Shortly after attending the protest, Toni enrolled in the new course, and as a senior they joined 24 of their peers in the inaugural cohort of the Youth Justice Panel class, co-taught by Julia Miller and Steve Staysniak. Reflecting on the impact of the course, now in its third year, Julia told me, “We have all been changed in our conceptions of justice, community, and what school can look like.” Steve and Toni also emphasized the transformative power of this class for the participating students and teachers, along with its potential — one they acknowledged was not yet fully realized — to transform the entire school. That this work not yet complete is not a failure, but a lesson — one for all of us working toward abolition. 

As teachers working within a broken system, we are practiced at creating humanizing spaces under dehumanizing conditions, and returning to do that work day after day. For those of us striving for abolition, this level of sustained commitment to build something liberatory in the face of violence is what is required of us. And we need more of us to sustain it. That’s why our work must not only teach others how to be abolitionist practitioners, but also how to become teachers of abolition. Toni is a perfect example of the generative possibility that comes from this kind of pedagogy.

After months of training, just after the class held their first official hearing, Toni brought the Youth Justice Panel home. To work through an ongoing conflict between them and their sister, they suggested a justice panel hearing to their family. They used the script from their classroom, asking one parent to facilitate and the other to determine the restorative agreement.

The class’s impact on Toni extended beyond the walls of the school and shifted Toni’s core beliefs about our capacity for change. “I saw the world a lot more black-and-white before that class,” Toni told me. “There were certain things that someone might do and I would straight be like, they’re a lost cause.
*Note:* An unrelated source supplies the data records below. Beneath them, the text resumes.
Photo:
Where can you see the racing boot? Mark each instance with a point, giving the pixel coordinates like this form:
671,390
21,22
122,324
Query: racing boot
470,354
Being in Youth Justice Panel has shown me that there truly are no lost causes.”

This is the school-to-abolition pipeline at work.
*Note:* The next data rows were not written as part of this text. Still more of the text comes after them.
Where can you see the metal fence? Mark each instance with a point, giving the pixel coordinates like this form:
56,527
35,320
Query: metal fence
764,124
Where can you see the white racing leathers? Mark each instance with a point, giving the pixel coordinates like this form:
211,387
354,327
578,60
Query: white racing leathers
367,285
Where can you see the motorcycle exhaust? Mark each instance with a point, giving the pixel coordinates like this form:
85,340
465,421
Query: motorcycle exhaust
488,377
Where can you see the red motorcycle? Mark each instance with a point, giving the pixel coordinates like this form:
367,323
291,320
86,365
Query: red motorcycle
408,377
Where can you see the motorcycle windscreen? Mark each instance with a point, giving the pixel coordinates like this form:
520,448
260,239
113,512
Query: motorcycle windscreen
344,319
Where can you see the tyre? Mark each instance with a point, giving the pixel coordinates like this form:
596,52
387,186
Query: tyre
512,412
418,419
We have to figure out how to live into Toni’s words, to build communities in which no one is disposable. I don’t always feel optimistic about this project, but there are moments when I know it’s possible — and it’s always in the presence of young people. This is just one reason why schools must be a place to grow abolition and a model for how to do so.

When I asked Toni how we spread restorative justice, they answered without hesitation: “First we grow it in more schools.”

* * *

Last school year, when the second cohort of the Youth Justice Panel class completed their training, their teachers celebrated the occasion with a field trip. They gathered at Possible Futures, a beloved New Haven bookstore, where Julia and Steve held an induction ceremony for their students. It was an apt location for such a ceremony, because Possible Futures recently became home to the first-ever mural of Ruth Wilson Gilmore, a celebration of Gilmore’s abolitionist vision, ever present in her hometown of New Haven.

Students held up their Youth Justice Panel certificates smiling in the glow of a three-story Gilmore who holds in her hands the seeds of an abolitionist movement. Ruth Wilson Gilmore teaches us that “What the world will become already exists in fragments and pieces, experiments and possibilities.”

Here they are, those fragments and possibilities, real as can be, found in the classroom and in the streets, found in these young people and their teachers building the beginnings of a school-to-abolition pipeline. 

Nataliya Braginsky is a public high school teacher living and working in Philadelphia. Her writing has appeared in YES! Magazine, In These Times, and the Law and Political Economy Project. She is a member of the Anti-Racist Teaching & Learning Collective and Teacher Action Group Philadelphia.